Steganography is the study of hiding information within a covert channel in order to transmit a secret message. Any public media such as image data, audio data, or even file packets, can be used as a covert channel. This paper presents an embedding algorithm that hides a message in an image using a technique based on a nonlinear matrix transform called the minimax eigenvector decomposition (MED). The MED is a minimax algebra version of the well-known singular value decomposition (SVD). Minimax algebra is a matrix algebra based on the algebraic operations of maximum and addition, developed initially for use in operations research and extended later to represent a class of nonlinear image processing operations.
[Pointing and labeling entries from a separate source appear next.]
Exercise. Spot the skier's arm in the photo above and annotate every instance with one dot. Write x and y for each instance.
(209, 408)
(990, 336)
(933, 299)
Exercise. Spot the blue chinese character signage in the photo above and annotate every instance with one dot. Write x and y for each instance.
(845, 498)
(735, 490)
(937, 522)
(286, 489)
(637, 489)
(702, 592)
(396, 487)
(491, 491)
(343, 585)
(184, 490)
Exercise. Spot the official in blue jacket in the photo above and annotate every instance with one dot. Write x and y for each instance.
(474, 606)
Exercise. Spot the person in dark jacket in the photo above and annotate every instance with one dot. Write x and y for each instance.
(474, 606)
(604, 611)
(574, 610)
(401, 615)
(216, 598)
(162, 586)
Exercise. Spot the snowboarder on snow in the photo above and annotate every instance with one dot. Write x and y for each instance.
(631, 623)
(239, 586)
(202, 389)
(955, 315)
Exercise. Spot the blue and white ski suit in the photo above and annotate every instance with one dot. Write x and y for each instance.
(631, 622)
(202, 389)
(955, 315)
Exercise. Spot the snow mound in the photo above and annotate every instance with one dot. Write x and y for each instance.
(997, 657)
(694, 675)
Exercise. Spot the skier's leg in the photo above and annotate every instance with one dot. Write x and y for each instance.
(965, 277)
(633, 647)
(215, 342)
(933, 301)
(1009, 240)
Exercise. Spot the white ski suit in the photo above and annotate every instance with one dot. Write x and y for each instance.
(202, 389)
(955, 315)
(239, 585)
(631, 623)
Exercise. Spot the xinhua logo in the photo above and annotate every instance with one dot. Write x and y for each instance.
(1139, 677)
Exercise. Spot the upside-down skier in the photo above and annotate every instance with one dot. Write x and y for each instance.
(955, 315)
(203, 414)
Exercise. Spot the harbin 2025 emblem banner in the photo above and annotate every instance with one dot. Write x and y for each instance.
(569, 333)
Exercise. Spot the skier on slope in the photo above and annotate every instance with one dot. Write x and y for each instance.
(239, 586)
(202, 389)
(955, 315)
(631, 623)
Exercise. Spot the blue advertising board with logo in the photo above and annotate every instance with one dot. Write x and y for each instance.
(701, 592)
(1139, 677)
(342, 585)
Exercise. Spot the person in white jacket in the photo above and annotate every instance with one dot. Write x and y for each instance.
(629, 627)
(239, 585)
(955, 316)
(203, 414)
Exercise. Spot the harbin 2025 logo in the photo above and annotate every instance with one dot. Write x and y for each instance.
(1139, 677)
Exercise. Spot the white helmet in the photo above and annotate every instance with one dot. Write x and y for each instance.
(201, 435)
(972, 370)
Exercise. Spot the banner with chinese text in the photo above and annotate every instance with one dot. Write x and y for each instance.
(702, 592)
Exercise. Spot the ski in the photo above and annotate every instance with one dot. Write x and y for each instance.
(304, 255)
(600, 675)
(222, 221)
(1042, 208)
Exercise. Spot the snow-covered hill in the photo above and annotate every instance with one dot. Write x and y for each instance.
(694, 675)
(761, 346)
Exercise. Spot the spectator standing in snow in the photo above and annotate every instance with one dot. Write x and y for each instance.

The discrete mathematical morphology operations of dilation and erosion, for example, are contained within minimax algebra. The MED is much quicker to compute than the SVD and avoids the numerical computational issues of the SVD because the operations involved only integer addition, subtraction, and compare. We present the algorithm to embed data using the MED, show examples applied to image data, and discuss limitations and advantages as compared with another similar algorithm.

Paper Details

Date Published: 16 September 2005
PDF: 10 pages
Proc. SPIE 5915, Mathematics of Data/Image Coding, Compression, and Encryption VIII, with Applications, 59150T (16 September 2005); doi: 10.1117/12.615271
Show Author Affiliations
Jennifer Davidson, Iowa State Univ. (United States)


Published in SPIE Proceedings Vol. 5915:
Mathematics of Data/Image Coding, Compression, and Encryption VIII, with Applications
Mark S. Schmalz, Editor(s)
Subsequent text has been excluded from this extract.